I’ve been looking for good harissa in Brixton for some time. Having dabbled in the hot-but-nothing-more Le Phare du Cap Bon brand, I’ve always been disappointed with its lack of depth and flavour. It adds nothing to a pot of meatballs, and gives little when stirred into yogurt and olives to be mopped up with herb-baked breads. To me, the beauty of its retro graphic packaging is totally let down by its one note contents: it tastes starkly of paprika spiced tomato paste and then disappears altogether. Such a shame when the tube looks this good.
I’ve always relied instead on the little purple-lidded pots of Al Fez harissa. The problem is, they’re really hard to find where I live; even a reluctant trip to Brixton’s enormous Tesco came up with nothing. The lovely thing about Al Fez is that all the imagined elemental qualities of Lebanon exist in the pot – flavours from the earth and fire are found in cumin, coriander and aniseed. I haven’t even been to Lebanon to know if this is authentic, but I do know that I like it. In any case, since I couldn’t find it, and I had a glut of red chillies in the fridge, I decided to blend it myself. My recipe is judged by my own taste for heat and pokiness in a flaming red sauce: do amend the quantities of chilli seeds and spices. This is a versatile paste, too – stir into stews, tagines or cous cous, or mix with oil to dress salads, bread or halloumi.
Makes 1 regular jam jar, which will keep for a few days in your fridge. Cover the top with olive oil to prevent mould.
Plunge 5 or 6 dried whole red chillies in a small bowl of hot water for up to an hour. While they’re soaking, add 1 1/2 tsp dried cumin, 1 1/2 tsp dried coriander seeds and 1tsp dried aniseed to a skillet on a low hob. Allow to toast for a couple of minutes, shaking every now and then, until they turn a couple of shades darker and have released their heady scent.
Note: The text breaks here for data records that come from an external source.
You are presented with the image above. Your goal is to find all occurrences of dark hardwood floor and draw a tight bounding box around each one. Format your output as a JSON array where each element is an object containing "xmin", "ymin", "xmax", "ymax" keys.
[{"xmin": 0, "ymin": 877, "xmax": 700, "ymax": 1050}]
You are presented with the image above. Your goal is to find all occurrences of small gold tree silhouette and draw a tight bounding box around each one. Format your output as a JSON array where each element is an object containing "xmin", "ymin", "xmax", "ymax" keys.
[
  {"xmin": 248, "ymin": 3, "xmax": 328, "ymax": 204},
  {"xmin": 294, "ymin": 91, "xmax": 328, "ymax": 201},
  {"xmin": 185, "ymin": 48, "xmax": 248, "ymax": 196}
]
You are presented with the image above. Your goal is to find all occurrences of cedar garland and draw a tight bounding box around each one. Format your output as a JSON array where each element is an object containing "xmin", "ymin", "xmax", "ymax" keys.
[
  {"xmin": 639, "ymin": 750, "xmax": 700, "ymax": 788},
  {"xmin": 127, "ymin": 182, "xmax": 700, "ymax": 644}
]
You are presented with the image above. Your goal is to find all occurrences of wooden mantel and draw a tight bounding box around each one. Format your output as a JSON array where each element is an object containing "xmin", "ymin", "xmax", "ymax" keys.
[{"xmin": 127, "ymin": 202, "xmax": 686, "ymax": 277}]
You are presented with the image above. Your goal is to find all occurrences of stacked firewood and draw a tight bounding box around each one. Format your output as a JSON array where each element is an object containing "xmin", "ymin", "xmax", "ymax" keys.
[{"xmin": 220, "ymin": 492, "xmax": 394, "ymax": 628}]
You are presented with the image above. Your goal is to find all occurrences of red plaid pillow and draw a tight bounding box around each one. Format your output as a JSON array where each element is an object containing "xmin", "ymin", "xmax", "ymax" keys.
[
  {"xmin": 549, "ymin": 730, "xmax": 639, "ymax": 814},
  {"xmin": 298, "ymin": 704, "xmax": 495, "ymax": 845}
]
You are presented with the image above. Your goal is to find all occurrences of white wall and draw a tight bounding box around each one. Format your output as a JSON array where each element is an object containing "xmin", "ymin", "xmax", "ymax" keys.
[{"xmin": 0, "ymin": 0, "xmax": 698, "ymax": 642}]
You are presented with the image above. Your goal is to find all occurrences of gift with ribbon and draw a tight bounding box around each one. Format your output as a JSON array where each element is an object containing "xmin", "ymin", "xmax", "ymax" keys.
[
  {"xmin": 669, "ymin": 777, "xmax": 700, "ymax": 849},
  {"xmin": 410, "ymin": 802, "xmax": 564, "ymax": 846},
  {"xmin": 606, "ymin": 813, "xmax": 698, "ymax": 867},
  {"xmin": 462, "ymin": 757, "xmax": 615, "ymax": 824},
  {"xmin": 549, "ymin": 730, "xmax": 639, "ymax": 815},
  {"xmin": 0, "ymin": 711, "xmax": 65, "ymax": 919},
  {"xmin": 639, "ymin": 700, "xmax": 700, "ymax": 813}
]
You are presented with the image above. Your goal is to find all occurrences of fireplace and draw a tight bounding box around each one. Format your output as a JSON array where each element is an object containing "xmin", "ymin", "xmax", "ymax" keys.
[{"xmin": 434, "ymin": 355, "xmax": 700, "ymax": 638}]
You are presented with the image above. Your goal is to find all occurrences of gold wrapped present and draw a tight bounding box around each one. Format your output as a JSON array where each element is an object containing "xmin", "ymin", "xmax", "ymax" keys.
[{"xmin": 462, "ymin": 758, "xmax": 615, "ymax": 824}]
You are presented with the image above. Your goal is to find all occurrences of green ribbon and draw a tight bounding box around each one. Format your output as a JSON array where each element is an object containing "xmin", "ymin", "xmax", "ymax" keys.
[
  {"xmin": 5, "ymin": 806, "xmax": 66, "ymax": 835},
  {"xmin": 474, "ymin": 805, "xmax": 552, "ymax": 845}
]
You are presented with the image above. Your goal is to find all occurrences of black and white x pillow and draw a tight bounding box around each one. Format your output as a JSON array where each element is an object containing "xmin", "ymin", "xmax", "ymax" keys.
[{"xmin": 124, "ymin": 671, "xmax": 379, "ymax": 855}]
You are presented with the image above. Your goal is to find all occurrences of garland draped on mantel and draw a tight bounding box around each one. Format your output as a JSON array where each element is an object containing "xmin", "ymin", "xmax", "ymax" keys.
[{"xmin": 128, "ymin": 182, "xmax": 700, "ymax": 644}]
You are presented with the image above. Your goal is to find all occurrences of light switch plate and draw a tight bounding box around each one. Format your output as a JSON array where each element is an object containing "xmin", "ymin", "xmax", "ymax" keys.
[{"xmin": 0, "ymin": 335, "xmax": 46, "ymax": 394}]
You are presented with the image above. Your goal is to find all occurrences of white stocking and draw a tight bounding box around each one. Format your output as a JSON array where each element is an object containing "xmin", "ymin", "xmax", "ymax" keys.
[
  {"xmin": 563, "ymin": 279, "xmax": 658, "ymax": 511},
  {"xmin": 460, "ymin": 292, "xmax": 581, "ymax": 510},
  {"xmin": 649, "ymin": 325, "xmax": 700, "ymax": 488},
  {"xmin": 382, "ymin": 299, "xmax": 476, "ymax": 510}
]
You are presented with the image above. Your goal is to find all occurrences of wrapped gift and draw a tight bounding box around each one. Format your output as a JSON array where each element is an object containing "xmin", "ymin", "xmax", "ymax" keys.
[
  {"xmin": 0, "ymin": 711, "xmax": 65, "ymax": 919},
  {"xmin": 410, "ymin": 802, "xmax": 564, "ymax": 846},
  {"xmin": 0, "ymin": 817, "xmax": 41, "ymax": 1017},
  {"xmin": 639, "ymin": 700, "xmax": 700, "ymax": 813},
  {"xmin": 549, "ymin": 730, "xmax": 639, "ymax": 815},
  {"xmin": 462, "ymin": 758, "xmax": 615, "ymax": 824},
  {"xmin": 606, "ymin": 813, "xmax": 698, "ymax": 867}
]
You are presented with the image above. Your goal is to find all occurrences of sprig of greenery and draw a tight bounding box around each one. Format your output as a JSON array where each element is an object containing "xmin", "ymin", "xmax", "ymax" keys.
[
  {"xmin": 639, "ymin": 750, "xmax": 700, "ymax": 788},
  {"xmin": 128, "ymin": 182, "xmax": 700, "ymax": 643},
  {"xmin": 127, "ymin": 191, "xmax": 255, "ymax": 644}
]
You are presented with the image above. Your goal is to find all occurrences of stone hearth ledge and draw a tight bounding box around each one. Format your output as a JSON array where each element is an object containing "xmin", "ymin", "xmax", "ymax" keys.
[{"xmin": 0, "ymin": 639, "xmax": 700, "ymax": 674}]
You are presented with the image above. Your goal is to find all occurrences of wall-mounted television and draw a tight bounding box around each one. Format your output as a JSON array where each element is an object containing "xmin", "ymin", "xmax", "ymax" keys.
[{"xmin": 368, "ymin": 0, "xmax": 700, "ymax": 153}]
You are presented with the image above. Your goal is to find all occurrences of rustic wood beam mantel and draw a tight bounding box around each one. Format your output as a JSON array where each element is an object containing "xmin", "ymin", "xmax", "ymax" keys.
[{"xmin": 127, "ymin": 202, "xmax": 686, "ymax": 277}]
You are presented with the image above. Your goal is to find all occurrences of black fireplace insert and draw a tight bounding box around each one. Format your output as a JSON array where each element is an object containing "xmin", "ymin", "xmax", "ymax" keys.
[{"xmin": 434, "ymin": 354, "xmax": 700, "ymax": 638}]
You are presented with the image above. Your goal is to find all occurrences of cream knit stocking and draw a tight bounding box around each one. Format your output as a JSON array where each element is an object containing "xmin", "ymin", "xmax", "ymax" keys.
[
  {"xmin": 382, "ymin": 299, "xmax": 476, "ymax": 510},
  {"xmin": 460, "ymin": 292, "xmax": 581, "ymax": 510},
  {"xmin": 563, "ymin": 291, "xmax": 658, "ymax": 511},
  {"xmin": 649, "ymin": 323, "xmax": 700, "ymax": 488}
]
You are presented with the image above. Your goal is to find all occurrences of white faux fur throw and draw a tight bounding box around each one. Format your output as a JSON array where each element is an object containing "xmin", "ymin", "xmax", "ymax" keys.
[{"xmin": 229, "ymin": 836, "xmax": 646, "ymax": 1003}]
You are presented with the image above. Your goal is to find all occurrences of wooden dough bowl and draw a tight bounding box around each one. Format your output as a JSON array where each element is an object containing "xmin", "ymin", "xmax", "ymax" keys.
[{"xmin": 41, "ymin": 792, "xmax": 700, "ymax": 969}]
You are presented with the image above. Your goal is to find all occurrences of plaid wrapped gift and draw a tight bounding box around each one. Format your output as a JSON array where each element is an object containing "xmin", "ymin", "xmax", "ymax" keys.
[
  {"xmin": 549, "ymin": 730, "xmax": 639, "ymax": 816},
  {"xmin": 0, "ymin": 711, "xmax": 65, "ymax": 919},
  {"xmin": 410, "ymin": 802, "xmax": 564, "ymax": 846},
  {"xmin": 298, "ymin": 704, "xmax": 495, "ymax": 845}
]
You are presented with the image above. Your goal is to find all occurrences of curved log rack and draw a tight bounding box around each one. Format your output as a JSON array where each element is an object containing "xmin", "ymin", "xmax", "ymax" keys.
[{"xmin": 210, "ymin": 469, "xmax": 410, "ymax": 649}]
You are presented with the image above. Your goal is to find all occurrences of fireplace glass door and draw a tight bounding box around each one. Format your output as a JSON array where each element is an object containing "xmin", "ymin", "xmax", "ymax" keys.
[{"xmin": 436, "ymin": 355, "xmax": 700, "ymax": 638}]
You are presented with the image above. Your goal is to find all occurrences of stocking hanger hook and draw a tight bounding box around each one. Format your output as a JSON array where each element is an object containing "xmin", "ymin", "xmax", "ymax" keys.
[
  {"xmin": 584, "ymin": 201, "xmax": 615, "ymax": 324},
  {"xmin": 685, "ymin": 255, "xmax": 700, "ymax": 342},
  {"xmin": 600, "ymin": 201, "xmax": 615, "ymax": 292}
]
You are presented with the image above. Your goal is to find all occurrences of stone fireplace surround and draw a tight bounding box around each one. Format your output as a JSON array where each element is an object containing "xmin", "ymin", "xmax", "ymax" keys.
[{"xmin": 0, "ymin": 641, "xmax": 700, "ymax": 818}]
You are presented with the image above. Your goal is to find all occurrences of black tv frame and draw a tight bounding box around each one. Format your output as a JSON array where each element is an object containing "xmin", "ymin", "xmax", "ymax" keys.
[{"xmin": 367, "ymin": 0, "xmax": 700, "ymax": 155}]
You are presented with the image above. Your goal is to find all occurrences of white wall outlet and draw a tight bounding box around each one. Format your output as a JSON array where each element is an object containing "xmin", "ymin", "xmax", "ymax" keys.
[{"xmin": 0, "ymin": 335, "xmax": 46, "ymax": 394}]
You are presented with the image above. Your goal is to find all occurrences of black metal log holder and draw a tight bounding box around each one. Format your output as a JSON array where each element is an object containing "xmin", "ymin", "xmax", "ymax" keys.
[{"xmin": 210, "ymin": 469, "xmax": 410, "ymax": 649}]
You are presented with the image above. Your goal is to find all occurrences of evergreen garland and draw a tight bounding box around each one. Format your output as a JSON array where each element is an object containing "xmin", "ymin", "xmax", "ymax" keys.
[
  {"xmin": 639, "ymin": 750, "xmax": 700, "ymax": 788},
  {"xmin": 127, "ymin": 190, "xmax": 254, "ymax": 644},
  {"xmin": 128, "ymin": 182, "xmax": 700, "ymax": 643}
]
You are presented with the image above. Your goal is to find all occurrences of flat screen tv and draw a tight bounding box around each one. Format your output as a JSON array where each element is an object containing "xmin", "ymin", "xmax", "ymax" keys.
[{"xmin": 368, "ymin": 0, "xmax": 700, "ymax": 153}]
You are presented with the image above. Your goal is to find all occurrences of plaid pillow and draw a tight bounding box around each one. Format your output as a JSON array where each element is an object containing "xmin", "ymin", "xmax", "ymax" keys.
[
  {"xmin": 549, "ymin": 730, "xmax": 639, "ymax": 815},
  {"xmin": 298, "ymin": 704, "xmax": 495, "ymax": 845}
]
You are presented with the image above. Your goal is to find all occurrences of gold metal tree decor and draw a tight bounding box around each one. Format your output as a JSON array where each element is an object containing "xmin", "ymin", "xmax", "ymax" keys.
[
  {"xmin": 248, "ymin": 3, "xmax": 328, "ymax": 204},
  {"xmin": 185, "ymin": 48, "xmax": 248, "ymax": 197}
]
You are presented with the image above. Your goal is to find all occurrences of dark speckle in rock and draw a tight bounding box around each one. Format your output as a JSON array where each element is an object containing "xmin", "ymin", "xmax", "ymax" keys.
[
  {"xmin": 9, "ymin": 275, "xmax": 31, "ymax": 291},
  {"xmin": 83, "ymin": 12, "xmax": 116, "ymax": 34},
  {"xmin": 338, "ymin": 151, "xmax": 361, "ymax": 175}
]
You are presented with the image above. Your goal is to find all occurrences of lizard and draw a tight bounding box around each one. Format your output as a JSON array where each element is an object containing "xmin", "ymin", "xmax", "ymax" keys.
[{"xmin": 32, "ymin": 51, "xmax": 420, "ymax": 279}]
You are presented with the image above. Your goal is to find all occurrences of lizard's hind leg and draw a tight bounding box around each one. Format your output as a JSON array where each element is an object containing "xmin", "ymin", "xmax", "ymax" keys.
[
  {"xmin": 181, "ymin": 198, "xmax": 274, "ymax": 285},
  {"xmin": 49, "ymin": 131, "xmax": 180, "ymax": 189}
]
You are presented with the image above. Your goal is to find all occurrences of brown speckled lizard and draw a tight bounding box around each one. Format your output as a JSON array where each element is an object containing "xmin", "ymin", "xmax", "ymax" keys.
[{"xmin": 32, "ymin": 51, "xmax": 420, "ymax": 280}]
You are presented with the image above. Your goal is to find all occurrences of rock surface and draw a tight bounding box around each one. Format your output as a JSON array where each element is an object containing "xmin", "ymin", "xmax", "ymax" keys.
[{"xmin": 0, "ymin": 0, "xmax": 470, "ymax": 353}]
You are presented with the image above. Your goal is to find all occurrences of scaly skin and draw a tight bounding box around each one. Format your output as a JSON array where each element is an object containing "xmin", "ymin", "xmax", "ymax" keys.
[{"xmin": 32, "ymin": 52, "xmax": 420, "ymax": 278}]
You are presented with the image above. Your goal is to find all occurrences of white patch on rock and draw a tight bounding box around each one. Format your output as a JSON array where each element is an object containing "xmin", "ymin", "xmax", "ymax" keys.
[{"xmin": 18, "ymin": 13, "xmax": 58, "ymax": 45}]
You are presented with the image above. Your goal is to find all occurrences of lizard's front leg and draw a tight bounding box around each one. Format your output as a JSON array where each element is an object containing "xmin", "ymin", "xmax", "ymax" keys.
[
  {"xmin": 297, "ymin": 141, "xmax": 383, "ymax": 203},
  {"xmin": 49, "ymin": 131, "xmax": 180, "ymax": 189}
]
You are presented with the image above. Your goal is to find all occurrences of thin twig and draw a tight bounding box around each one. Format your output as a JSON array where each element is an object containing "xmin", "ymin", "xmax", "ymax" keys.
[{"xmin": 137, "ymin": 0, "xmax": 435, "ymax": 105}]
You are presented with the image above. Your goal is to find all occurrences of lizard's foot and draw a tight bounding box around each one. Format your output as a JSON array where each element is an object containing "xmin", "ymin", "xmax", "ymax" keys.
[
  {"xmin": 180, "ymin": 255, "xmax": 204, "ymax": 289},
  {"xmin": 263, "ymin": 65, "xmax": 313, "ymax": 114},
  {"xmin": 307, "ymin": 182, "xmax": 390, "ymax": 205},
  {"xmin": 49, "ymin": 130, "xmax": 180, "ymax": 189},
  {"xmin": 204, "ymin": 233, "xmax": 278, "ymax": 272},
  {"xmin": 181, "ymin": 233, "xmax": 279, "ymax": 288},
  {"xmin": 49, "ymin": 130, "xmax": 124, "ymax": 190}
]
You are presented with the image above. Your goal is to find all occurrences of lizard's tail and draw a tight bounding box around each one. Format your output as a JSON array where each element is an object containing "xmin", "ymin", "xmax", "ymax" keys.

To prevent the inevitable pain of rubbing your eyes after handling chillies, work a dash of olive oil into your hands. Then cut 2 handfuls of fresh red chillies lengthways (a mix of long and thin, or short and fat is fine, but use whatever’s available – markets are especially cheap for making these kinds of easy recipes), and cut away and set aside the majority of the seeds. Chop the chillies roughly and add to the hand blender or magimix and pour in a long glug of your best olive oil. Add 6 peeled garlic cloves, the toasted seeds, the soaked dried chillies and a pinch of salt. Blend to a coarse paste. Add more oil to loosen if necessary, and any of the discarded seeds if you want to turn the heat up. Transfer to a sterilised jam jar and refrigerate.